第2話

 3つめの不幸。

 まぁ、これを知ったのはかなり大きくなってからだ。

 そこそこの都会にはリトルリーグなるものがあって、日々競っているらしい。

 しかもその中にはプロ野球の球団が関わっているチームとか言うのもあるんだそうだ。

 当然のことながら、我が村にはそんなものはない。

 正確には、車で1時間も走ったところにはあったんだけど、子供が1人でいける距離ではなく、農業兼漁業なんていう職業は両親どころか子供のオレでも手伝いが必要なぐらい忙しいときがあるんだ。野球がやりたいから車出して、なんて言えるわけがなかった。


 それでも、父さんはキャッチボールをしたり、バッティング練習をさせてくれた。

 ルールも一応は覚え、友達を集めて、野球のまねごとをしたりもした。と言っても、子供の数は多くない。試合に必要な18人どころか10人も集めるのは難しい。

 いや正直に言おう。

 せいぜいが遊べる相手は6人か7人。野球をするには足りなかった。


 そんな環境の中、オレは中学生になる。

 ここで4つめの不幸。

 中学には野球部がなかったんだ。


 昔は生徒の数も多く野球だってサッカーだって部活があったんだそう。

 だけど、いつ廃校になるか分からないそんな学校だ。

 ちなみに小学校と中学校はシェアしている。

 小中併せて100人に満たない、そんな状態で、野球部は10年ほど前に廃部になったままだった。


 でもオレは野球がやりたかったんだ。


 いつも遊ぶ仲間に先輩とかも無理矢理頼み込み、なんとかクラブを作ることに成功。平均出席者5人程度とはいえ、幽霊部員を含めるとなんとか対外試合が組めそう、そんな形にまで持ってきたんだ。


 その頃になると、オレの努力は実を結ぶ。

 学年で一番年下だろうと、毎日走り込み足腰を鍛え、素振りも壁当ても必死で頑張って、正直そこそこすごい奴、になってきていたんだ。


 だけど・・・


 せっかく作った野球部だけど、対外試合数0。

 そもそも試合に出る9人を集めることが難しかったんだ。

 幽霊部員は幽霊部員。

 そもそも、稼業の手伝いをするために部活は無理、なんていう奴がほとんどで、スタメン9名をそろえられず、ひどいときにはドタキャンで試合が流れる、なんてこともあったんだ。



 そしてオレは高校に入学した。


 この頃5つめの不幸といいうべきか。

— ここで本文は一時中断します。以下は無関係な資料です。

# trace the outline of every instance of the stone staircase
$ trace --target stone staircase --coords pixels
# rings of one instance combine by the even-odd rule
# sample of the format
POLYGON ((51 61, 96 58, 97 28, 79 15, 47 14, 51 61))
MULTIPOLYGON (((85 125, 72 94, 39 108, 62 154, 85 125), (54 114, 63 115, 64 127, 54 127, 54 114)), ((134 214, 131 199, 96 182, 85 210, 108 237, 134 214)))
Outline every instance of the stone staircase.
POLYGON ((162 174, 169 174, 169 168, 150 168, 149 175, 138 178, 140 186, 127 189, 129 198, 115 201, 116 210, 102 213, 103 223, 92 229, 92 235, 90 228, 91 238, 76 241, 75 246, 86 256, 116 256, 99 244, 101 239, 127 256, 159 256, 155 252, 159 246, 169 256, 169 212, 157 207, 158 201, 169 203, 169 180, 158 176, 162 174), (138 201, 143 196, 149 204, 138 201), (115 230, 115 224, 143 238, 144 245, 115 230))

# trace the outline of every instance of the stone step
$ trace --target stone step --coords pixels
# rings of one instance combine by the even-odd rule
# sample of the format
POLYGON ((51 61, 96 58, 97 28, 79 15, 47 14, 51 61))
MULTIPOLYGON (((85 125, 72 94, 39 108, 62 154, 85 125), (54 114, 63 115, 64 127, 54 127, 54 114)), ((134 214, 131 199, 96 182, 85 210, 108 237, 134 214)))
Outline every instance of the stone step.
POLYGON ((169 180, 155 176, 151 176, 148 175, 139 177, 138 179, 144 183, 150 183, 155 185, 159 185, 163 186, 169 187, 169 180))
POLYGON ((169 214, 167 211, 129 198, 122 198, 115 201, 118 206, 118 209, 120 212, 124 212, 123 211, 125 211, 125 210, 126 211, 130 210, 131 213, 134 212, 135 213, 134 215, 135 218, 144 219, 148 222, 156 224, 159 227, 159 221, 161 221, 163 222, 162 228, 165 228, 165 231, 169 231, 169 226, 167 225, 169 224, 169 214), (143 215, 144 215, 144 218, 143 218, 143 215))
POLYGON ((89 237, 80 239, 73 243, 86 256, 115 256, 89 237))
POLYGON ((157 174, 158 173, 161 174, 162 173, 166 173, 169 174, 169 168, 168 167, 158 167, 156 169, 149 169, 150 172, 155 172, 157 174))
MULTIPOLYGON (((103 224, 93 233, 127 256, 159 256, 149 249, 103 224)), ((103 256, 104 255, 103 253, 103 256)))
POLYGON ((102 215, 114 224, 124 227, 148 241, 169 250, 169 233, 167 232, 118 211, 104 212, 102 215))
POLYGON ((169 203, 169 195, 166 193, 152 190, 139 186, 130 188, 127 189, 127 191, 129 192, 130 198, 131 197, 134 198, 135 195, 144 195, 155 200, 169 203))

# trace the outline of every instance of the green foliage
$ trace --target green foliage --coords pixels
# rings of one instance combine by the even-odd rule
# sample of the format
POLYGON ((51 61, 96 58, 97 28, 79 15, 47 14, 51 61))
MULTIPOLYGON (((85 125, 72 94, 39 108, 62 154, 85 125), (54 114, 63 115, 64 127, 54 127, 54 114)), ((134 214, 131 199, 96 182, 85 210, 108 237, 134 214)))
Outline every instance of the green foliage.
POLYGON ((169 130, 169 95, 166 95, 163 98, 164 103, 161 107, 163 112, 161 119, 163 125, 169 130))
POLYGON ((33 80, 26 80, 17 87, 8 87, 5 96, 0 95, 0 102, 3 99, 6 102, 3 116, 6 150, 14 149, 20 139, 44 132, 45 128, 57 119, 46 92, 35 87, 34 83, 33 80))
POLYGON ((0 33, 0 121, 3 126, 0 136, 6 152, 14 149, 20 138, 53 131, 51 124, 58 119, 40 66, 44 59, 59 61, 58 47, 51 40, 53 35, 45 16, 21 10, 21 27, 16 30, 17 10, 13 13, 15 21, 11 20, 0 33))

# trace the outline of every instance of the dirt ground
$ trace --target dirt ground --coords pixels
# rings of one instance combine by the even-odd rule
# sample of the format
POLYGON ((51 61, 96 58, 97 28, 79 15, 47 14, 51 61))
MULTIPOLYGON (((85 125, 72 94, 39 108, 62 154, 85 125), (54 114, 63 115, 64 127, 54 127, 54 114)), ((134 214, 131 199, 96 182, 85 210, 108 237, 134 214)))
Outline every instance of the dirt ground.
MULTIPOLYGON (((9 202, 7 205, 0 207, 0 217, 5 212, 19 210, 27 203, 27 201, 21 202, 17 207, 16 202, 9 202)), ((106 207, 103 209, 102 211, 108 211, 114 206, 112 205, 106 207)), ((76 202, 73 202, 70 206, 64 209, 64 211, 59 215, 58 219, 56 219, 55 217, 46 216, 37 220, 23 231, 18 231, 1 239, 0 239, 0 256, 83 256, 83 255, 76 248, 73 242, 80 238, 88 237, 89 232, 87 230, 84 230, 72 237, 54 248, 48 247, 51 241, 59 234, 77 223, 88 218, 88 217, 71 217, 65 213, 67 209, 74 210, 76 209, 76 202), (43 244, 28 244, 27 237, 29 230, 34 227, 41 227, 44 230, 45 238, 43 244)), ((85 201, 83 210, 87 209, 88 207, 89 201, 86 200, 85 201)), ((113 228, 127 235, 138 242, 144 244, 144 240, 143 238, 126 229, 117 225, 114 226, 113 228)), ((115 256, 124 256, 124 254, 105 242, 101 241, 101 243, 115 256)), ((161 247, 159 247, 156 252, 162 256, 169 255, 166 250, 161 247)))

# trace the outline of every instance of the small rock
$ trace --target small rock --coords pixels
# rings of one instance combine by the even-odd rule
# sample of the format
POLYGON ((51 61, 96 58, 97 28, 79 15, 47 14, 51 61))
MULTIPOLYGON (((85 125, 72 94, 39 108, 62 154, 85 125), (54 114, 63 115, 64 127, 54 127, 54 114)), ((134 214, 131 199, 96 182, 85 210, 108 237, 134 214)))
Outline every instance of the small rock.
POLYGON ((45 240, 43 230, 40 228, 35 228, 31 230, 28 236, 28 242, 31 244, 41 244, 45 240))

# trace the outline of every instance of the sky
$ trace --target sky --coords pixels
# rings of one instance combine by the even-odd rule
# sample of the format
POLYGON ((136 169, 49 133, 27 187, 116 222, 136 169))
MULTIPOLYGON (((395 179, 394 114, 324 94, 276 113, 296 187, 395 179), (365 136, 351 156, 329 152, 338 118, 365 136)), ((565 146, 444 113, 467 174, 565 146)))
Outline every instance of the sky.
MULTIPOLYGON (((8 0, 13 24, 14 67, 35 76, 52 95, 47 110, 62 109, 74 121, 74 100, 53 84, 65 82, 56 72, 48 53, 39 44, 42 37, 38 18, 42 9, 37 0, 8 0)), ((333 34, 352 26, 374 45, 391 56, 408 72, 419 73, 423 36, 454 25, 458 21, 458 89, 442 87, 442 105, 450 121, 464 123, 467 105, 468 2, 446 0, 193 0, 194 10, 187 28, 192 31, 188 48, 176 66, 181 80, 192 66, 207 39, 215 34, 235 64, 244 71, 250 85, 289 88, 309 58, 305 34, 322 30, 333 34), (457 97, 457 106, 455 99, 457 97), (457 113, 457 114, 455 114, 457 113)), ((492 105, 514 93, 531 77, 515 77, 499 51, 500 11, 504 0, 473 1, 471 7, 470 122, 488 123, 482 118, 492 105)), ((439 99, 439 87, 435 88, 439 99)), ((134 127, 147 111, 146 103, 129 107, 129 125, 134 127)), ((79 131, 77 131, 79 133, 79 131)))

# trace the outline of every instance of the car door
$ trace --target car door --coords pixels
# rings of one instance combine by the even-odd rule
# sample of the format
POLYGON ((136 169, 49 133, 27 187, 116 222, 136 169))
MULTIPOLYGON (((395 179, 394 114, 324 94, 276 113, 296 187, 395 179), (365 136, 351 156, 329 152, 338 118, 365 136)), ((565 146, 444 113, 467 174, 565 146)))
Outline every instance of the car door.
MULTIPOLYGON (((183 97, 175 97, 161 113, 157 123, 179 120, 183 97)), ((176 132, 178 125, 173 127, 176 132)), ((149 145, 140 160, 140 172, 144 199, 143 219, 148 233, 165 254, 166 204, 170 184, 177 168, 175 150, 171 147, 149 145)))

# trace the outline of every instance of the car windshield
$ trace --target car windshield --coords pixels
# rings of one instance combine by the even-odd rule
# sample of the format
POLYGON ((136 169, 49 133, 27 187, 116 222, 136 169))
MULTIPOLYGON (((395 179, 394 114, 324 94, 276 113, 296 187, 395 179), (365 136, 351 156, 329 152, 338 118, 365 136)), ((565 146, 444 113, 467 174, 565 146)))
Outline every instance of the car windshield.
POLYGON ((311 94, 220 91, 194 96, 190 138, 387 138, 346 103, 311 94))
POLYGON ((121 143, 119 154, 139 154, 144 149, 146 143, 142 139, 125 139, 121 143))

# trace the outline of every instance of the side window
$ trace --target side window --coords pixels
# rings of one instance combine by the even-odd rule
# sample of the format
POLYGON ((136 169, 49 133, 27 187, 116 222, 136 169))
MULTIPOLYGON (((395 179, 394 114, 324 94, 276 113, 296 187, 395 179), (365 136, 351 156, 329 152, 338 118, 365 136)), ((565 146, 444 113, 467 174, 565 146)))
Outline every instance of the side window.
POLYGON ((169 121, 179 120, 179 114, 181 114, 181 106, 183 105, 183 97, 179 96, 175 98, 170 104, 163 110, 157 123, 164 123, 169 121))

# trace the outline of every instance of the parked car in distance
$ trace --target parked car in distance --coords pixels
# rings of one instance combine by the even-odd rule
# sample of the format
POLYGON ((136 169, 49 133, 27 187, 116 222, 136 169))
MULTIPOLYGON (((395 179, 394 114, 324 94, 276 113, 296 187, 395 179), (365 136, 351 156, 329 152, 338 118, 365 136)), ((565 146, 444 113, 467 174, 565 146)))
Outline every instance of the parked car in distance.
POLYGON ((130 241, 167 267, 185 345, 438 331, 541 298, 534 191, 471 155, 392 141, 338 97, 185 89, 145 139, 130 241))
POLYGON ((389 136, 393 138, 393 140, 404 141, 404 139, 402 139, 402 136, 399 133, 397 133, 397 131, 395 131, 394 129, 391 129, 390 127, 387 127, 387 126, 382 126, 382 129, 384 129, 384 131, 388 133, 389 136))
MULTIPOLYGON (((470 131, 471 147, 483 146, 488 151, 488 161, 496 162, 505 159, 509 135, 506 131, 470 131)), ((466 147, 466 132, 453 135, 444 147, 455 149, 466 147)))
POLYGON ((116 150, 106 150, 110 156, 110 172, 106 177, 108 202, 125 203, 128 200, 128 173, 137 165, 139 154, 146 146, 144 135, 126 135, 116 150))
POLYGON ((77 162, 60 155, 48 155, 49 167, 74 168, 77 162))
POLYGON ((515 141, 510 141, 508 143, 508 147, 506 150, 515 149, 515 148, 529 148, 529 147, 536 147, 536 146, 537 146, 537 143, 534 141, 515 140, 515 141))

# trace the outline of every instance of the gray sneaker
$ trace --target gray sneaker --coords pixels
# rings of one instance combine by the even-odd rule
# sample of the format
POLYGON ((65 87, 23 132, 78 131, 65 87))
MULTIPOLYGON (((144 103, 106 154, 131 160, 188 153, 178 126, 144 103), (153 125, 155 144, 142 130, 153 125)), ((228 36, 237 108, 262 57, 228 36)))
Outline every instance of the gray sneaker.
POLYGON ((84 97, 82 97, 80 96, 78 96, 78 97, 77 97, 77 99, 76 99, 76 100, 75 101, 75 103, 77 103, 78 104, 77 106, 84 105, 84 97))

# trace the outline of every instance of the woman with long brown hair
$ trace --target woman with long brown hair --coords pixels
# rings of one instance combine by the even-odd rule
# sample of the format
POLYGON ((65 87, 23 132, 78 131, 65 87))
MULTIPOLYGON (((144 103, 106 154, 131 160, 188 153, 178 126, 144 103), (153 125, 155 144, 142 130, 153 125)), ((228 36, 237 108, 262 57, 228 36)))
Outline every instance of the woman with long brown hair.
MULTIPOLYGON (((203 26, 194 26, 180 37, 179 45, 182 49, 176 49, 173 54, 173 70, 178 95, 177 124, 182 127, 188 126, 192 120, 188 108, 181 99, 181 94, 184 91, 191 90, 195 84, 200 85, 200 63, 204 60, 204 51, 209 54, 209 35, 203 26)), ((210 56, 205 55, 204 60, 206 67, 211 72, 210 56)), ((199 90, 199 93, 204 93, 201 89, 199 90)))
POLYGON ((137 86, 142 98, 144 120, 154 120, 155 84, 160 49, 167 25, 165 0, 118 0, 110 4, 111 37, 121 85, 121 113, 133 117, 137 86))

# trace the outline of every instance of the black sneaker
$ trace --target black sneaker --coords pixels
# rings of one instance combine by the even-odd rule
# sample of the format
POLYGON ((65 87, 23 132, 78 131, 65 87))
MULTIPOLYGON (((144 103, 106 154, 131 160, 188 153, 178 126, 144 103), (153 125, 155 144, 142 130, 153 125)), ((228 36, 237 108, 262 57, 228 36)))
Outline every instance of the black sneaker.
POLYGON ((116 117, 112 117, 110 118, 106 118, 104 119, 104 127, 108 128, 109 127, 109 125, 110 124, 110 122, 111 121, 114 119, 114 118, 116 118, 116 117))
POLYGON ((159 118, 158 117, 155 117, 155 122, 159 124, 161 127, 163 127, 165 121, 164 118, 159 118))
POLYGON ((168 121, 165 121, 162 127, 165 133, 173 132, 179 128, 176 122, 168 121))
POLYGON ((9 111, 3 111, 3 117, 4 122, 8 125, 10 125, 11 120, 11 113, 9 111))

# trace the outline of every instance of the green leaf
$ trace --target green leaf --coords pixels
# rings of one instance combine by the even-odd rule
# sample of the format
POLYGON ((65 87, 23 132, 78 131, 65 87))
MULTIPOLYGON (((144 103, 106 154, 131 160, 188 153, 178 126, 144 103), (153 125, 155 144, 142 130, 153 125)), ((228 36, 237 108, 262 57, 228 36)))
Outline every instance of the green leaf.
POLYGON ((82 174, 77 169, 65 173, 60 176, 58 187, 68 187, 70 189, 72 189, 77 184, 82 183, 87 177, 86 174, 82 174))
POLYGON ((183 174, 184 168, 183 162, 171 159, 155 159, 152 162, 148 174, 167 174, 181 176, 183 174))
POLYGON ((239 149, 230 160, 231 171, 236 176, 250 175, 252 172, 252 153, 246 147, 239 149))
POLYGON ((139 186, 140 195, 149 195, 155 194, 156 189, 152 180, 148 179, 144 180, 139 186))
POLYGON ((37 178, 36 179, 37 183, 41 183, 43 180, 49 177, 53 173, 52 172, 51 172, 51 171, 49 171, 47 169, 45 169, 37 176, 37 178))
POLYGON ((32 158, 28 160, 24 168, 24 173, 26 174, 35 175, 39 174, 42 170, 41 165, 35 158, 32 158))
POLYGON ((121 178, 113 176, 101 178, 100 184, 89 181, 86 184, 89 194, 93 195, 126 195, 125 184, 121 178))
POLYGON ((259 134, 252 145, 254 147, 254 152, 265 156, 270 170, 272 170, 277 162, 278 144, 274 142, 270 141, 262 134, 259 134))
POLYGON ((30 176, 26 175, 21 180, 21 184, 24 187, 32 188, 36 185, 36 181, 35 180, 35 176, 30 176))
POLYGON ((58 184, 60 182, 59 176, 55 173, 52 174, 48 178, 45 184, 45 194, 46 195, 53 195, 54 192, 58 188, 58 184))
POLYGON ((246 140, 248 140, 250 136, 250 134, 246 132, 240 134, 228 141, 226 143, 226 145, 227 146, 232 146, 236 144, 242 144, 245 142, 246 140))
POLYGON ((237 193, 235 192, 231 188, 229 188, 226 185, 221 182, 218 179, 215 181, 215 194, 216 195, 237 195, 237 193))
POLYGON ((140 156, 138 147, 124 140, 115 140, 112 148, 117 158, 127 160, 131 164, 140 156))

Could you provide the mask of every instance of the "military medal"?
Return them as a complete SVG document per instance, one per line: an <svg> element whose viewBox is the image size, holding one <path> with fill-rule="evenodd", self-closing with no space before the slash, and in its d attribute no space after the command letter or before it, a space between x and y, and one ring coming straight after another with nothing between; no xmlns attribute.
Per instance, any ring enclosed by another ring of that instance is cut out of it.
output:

ある意味当然と言うべきか。

 オレの卒業と同時に中学の野球部はなくなった。


 高校では野球部は、あった。

 あったにはあったが、まともに活動していなかったんだ。

 いわゆる不良の巣窟っていうか、うちの高校は何かのクラブに所属することになっているんだが、なんにもやりたくない奴らが集まるクラブ、それが野球部ってことになっていたんだ。

 これが6つめの不幸、だろう。


 それでも、野球がやりたくて野球部に入る人が0ではなかったことが幸いした。

 細々と試合を組んでくれる先輩もいたんだ。

 一生懸命練習するオレたちをあざ笑う、なんちゃって野球部員を尻目に、それでもちゃんと野球をしてきた人たちと練習するのは楽しかった。


 そんな中対外練習試合。


 不良がいるということで、いろいろ問題もあったけど、先輩の中学からの親友がいるとか、そういう高校にかけあって、なんとか試合ができることになった。

 先輩は1年のオレをピッチャーで1番打者として組んでくれた。

 そんな初めての試合。

 オレは完封し、しかも先頭打者ホームラン、なんてのもたたき込めたんだ。

 相手の高校はそれなりに野球部で名の売れた高校で、そこを打ち負かした高1ルーキーとして、ちょっとした話題になったんだ。